Network Address Translation (NAT)

  • Port forwards including ranges and the use of multiple public IPs
  • 1:1 NAT for individual IPs or entire subnets.
  • Outbound NAT
    • Default settings NAT all outbound traffic to the WAN IP. In multiple WAN scenarios, the default settings NAT outbound traffic to the IP of the WAN interface being used.
    • Advanced Outbound NAT allows this default behavior to be disabled, and enables the creation of very flexible NAT (or no NAT) rules.
  • NAT Reflection - in some configurations, NAT reflection is possible so services can be accessed by public IP from internal networks.

NAT Limitations

  • PPTP and GRE Limitation - The state tracking code in pf for the GRE protocol can only track a single session per public IP per external server. This means if you use PPTP VPN connections, only one internal machine can connect simultaneously to a PPTP server on the Internet. A thousand machines can connect simultaneously to a thousand different PPTP servers, but only one simultaneously to a single server. The only available work around is to use multiple public IPs on your firewall, one per client, or to use multiple public IPs on the external PPTP server. This is not a problem with other types of VPN connections. A solution for this is currently under development. 
  • SIP Limitation - By default, all TCP and UDP traffic other than SIP and IPsec gets the source port rewritten. More information on this can be found in the static port documentation. Because this source port rewriting is how pf tracks which internal IP made the connection to the given external server, and most all SIP traffic uses the same source port, only one SIP device can connect simultaneously to a single server on the Internet. Unless your SIP devices can operate with source port rewriting (most can't), you cannot use multiple phones with a single outside server without using a dedicated public IP per device.
  • NAT Reflection limitations - NAT reflection can only be used with port ranges less than 500 ports and cannot be used with 1:1 NAT hosts.

Redundancy

CARP from OpenBSD allows for hardware failover. Two or more firewalls can be configured as a failover group. If one interface fails on the primary or the primary goes offline entirely, the secondary becomes active. M-Wall also includes configuration synchronization capabilities, so you make your configuration changes on the primary and they automatically synchronize to the secondary firewall.

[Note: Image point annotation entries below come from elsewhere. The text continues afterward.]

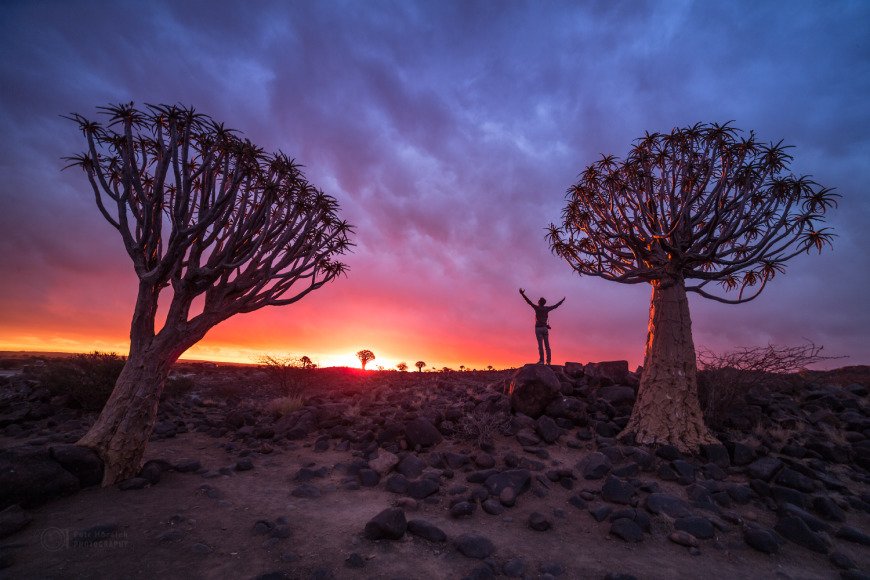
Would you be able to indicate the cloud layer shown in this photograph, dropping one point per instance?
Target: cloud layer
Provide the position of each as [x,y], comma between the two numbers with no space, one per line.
[449,132]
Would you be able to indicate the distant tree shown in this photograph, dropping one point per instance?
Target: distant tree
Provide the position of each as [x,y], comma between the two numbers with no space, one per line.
[210,219]
[365,356]
[701,203]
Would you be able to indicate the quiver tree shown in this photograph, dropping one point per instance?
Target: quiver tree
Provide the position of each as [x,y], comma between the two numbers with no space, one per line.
[701,209]
[209,218]
[365,356]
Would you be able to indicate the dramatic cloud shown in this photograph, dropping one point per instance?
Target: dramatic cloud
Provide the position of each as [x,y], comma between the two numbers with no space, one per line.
[449,132]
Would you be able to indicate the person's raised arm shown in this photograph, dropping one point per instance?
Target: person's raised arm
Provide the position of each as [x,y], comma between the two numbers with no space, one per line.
[526,298]
[557,304]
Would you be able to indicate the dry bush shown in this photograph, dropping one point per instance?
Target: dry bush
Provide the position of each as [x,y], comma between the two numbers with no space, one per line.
[285,405]
[725,379]
[88,379]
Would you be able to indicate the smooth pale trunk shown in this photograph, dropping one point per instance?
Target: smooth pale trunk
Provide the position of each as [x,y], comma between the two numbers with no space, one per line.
[124,426]
[666,409]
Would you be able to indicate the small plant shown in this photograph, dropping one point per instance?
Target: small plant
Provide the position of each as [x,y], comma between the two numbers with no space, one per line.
[88,379]
[285,405]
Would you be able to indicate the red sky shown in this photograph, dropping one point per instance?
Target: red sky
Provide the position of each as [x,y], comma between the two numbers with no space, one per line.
[449,133]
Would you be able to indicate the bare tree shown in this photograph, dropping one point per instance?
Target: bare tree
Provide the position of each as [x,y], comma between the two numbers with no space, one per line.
[701,203]
[365,356]
[211,219]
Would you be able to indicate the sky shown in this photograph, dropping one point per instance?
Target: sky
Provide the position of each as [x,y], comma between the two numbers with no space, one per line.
[449,133]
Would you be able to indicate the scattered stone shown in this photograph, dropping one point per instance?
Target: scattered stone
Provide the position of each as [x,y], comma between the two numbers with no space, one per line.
[594,466]
[616,490]
[658,503]
[764,468]
[683,538]
[852,534]
[700,527]
[462,509]
[423,433]
[532,388]
[761,539]
[427,531]
[389,524]
[795,529]
[384,462]
[474,545]
[13,519]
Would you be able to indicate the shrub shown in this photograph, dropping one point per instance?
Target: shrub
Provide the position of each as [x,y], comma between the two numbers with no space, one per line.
[88,379]
[285,405]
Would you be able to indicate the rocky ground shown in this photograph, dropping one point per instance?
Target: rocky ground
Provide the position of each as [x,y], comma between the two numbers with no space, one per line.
[431,475]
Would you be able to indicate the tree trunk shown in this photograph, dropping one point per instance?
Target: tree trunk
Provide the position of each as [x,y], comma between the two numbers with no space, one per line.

pfsync ensures the firewall's state table is replicated to all failover configured firewalls. This means your existing connections will be maintained in the case of failure, which is important to prevent network disruptions.

Limitations

  • Only works with static public IPs, does not work with DHCP, PPPoE, PPTP, or BigPond type WANs (will be resolved in a future release)
  • Requires a minimum of three public IP addresses (will be resolved in a future release)
  • Backup firewalls are idle (active-passive failover), no active-active clustering is possible at this time.
  • Failover is not instantaneous, it takes about 5 seconds to switch a backup host to master. During this time no traffic will be passed, but existing states will maintain connectivity after failover is completed. This 5 second outage during a failure isn't even noticeable in most environments.